Ma boîte email est de nouveau trépidante. Les nouvelles venant d’outre-Atlantique ne sont pas toujours réjouissantes, mais il faudrait faire avec. Ce sont les Américains qui ont inventé cette nouvelle technologie de messagerie instantanée. Ils sont certainement les seuls à savoir pourquoi et pour quelles finalités. Le débit d’informations sur mon email n’a pas diminué d’un iota. Au contraire, j’ai même l’impression d’un déluge de communication.

Le jour de Aid Al fitr est le jour de mon réabonnement au site du State Department. J’ouvre ma boîte email et me voilà devant un message de Secretary of State himself, Antony Blenkin, qui me souhaite bonne fête à moi, aux musulmans américains qui rendent de bien loyaux services à son pays, ainsi qu’aux autres musulmans de la terre entière. Il m’informe qu’il compte, à cette occasion, organiser une réception en l’honneur des chefs religieux de la communauté musulmane. Je suis surpris mais ravi pour l’initiative dans ce moment trouble de l’histoire humaine.

Le lendemain, j’apprends que le spokesperson du State Department organise, en présence des journalistes, la première conférence de presse live du ministre depuis l’apparition du Covid. L’occasion est la journée mondiale pour la liberté de la presse. Blinken y développe la politique de son pays quant à la liberté des journalistes, et fait subtilement le lien avec les droits de l’Homme. Pour lui, les reportages et autres couvertures médiatiques des événements, mettent la lumière sur ce qu’il faut réparer et améliorer dans nos sociétés.

Durant toute la semaine, les informations se suivent et ne se ressemblent pas. Blinken est à l’Institut Asia Society, où il évoque la politique américaine à l’égard de la Chine. Le lendemain, on m’informe du contenu des pourparlers entre le ministre et son homologue du Royaume-Uni Elisabeth Truss.
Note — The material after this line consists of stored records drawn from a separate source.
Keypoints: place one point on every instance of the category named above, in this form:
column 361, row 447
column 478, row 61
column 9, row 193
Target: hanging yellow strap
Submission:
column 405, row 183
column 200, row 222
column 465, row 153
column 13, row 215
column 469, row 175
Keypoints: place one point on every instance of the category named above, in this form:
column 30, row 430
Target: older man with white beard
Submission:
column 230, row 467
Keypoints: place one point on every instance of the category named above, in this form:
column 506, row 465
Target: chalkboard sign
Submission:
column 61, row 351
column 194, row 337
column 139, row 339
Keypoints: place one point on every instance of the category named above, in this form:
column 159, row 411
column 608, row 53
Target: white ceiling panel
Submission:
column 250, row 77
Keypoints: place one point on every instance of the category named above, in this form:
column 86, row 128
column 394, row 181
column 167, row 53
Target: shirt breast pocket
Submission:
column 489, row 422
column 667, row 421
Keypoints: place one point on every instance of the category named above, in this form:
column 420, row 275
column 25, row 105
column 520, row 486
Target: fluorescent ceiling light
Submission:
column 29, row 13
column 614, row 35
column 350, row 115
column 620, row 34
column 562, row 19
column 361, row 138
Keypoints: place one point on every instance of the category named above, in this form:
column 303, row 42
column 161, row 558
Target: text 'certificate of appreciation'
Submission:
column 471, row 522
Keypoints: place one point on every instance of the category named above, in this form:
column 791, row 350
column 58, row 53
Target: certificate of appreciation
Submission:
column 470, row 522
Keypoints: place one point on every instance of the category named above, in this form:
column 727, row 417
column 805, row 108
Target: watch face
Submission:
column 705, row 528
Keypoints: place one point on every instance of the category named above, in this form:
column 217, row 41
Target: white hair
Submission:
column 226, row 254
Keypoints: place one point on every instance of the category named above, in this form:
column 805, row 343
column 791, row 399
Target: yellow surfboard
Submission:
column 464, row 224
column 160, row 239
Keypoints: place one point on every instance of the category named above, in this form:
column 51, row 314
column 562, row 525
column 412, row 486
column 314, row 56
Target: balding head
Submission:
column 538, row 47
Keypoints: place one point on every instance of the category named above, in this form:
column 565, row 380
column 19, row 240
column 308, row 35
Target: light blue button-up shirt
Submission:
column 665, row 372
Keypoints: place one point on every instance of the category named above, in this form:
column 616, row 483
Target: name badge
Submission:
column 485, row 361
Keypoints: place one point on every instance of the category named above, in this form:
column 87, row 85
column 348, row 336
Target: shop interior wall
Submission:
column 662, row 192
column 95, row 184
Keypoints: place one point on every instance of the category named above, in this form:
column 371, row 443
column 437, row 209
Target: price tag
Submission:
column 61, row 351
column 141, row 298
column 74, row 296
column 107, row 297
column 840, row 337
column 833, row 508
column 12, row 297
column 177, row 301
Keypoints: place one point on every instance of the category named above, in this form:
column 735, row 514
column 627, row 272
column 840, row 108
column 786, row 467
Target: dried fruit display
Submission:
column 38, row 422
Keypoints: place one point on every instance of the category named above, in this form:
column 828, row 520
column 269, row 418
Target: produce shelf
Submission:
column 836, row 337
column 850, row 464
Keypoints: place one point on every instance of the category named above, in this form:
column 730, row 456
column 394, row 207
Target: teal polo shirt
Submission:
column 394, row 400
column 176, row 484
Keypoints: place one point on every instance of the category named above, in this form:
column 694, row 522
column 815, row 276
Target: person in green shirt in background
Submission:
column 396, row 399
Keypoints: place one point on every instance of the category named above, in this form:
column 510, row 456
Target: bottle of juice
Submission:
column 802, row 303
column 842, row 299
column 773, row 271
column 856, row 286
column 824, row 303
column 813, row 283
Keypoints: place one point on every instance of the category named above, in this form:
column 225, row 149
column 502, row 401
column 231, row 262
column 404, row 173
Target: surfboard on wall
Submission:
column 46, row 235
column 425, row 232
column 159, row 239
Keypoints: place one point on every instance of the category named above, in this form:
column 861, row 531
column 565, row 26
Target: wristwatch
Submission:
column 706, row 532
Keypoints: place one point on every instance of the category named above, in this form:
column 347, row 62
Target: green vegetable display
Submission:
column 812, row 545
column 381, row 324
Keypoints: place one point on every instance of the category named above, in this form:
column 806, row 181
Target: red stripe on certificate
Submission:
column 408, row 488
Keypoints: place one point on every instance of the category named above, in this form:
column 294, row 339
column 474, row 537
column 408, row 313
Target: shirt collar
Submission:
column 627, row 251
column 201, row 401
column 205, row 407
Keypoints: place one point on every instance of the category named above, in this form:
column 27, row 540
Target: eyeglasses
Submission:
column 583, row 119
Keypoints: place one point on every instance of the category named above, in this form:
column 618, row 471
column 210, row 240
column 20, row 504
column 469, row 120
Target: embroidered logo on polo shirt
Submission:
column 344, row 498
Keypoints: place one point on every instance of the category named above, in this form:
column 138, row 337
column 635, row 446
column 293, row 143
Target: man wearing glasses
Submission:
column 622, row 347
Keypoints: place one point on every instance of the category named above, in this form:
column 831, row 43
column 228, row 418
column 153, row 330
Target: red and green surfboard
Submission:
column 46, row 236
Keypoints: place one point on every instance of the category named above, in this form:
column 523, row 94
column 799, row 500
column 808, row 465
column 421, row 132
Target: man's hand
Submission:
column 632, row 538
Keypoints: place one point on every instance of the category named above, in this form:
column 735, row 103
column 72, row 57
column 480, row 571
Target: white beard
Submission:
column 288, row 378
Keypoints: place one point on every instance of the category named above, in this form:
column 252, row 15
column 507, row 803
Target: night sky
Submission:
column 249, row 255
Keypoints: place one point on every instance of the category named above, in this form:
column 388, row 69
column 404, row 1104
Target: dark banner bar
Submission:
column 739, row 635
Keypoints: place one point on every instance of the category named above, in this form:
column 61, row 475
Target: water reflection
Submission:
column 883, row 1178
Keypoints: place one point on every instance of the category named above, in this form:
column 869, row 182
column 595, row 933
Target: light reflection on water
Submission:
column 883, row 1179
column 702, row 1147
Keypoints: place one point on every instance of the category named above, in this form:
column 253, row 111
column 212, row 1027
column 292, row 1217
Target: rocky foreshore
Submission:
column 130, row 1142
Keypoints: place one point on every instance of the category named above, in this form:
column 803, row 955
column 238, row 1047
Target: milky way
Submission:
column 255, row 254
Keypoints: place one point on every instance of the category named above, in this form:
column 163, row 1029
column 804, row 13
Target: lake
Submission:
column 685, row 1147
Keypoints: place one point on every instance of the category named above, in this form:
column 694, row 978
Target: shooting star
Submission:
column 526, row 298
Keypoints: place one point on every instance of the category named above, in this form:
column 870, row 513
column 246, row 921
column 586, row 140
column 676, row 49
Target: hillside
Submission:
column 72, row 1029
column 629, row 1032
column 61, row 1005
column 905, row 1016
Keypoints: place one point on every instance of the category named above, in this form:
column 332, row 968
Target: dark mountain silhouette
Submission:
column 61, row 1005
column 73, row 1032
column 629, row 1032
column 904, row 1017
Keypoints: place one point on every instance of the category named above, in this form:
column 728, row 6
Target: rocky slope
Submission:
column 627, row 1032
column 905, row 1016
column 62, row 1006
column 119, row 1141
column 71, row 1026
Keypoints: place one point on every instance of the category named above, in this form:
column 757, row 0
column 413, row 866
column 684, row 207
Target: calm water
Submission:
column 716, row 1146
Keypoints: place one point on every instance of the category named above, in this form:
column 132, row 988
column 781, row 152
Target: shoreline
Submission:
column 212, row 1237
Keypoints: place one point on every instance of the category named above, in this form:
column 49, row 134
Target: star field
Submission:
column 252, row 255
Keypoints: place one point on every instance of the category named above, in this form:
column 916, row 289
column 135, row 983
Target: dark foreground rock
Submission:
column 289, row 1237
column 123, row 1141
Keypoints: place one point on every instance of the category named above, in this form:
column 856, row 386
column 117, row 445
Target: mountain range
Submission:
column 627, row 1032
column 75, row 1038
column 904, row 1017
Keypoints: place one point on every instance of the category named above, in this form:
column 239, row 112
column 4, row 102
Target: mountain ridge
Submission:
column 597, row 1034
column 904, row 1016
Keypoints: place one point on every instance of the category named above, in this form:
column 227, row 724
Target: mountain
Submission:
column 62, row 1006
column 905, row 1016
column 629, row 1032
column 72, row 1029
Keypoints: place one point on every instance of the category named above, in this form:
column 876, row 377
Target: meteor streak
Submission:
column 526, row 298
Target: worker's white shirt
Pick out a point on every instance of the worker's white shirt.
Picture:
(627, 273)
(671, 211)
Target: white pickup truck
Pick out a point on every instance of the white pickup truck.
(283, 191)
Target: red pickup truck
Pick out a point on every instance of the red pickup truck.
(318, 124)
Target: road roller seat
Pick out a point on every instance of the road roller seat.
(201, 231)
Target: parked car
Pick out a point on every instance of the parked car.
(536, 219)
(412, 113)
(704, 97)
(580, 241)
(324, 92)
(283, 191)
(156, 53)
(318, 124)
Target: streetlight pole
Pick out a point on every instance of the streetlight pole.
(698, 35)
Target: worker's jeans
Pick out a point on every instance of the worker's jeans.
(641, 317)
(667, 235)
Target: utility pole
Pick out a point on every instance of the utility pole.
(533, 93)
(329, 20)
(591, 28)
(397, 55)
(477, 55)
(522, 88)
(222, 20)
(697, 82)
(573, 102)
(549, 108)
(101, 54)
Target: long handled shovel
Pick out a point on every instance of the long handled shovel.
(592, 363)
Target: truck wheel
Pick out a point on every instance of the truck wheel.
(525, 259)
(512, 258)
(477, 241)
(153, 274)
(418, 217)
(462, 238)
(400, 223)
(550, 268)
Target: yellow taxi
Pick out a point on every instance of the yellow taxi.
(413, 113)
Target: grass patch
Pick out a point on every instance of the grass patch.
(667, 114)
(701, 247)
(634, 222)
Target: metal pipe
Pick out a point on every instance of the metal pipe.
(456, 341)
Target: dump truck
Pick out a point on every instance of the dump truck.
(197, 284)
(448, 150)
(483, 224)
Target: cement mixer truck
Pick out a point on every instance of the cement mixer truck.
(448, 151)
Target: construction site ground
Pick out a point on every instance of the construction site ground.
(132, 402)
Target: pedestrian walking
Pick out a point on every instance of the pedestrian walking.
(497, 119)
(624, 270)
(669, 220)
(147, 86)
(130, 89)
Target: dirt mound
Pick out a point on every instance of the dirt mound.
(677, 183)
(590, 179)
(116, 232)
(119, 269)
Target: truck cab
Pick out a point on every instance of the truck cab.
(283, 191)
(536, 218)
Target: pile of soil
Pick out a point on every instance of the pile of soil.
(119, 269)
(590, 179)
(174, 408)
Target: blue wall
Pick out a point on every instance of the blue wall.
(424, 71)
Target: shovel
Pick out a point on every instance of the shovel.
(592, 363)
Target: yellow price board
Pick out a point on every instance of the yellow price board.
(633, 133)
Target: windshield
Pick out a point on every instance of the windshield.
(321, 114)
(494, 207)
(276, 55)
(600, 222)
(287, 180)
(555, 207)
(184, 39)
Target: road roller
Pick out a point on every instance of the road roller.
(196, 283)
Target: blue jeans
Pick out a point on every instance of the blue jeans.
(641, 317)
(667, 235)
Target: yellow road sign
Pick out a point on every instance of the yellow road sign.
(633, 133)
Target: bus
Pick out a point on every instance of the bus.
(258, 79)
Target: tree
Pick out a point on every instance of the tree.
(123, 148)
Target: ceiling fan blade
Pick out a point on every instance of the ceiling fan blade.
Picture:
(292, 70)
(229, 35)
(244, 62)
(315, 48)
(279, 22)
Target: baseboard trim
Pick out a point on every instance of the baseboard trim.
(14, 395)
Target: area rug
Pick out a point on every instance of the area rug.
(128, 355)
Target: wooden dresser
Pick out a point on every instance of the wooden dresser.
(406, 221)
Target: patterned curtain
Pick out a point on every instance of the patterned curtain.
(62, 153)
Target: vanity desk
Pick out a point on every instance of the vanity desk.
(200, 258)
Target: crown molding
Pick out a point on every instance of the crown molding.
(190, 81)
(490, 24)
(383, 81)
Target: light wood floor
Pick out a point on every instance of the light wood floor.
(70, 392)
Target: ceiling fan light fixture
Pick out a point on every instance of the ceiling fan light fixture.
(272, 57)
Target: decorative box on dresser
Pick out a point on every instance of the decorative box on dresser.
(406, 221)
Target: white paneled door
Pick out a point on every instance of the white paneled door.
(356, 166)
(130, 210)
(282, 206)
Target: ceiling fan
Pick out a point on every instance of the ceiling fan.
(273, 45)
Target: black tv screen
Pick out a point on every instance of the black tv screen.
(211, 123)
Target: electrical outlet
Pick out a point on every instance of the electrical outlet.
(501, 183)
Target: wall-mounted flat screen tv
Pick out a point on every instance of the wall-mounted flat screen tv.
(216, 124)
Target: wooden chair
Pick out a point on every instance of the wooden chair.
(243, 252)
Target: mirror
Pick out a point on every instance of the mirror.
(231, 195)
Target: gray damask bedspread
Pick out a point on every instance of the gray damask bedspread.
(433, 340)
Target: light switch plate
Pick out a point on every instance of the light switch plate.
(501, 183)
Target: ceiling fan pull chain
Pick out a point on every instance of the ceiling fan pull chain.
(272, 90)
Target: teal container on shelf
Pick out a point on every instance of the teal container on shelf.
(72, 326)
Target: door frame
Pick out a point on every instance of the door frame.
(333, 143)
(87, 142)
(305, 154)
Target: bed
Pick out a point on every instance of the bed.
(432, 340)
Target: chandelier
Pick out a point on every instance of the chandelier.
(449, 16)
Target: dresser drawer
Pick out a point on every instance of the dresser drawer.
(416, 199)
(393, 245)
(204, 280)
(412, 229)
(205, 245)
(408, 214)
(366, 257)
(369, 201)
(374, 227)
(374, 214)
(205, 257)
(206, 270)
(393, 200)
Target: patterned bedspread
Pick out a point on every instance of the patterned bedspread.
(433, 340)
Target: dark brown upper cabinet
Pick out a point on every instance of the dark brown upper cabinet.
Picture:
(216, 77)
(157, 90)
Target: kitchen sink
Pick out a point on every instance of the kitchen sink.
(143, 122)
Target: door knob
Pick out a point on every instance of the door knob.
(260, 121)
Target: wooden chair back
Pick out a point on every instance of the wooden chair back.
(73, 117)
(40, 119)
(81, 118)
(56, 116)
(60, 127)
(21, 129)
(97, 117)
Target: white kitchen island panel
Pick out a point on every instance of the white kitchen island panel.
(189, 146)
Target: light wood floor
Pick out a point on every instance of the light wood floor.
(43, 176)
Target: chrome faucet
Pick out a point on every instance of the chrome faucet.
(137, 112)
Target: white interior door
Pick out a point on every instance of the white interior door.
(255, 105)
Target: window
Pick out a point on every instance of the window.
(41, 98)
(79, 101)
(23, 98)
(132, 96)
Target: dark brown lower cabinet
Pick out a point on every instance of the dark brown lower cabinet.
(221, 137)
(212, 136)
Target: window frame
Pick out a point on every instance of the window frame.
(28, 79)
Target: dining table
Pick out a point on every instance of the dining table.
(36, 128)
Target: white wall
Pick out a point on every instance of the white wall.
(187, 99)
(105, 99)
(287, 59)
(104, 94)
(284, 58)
Les deux se mettent d’accord pour an additional security and humanitarian assistance to Ukrain. Par webinaire, il enchaîne avec les leaders de l’Asie du Sud-Est. Il leur rappelle la centralité des droits de l’Homme dans la diplomatie américaine.

Pendant ce temps, la deputy-secretary Wendy Sheerman sillonne l’Afrique pour consolider les alliances avec les pays du continent, et rallier d’autres à sa cause. Elle est en Angola, et Afrique du Sud puis au Gabon. Au même temps, Blinken reçoit le conseiller national japonais Akiba Takeo, félicite Israël pour son National Day puis, quelques jours après, condamne l’attaque à Elad où trois victimes et plusieurs blessés israéliens sont à déplorer.

Je n’arrive plus à suivre le rythme infernal qu’on fait subir à ce ministre au visage de jeune premier. J’apprends par la suite qu’il a été testé et déclaré positif au Covid, et qu’il restera chez-lui sous quarantaine en attendant sa guérison totale. He’s not considered a close contact, me réassure le communiqué. Plus de peur que de mal donc. Si son état le permet, il sera encore parmi nous cette semaine pour la deuxième fois en un mois après sa récente visite au Royaume. L’air de Marrakech lui fera certainement du bien.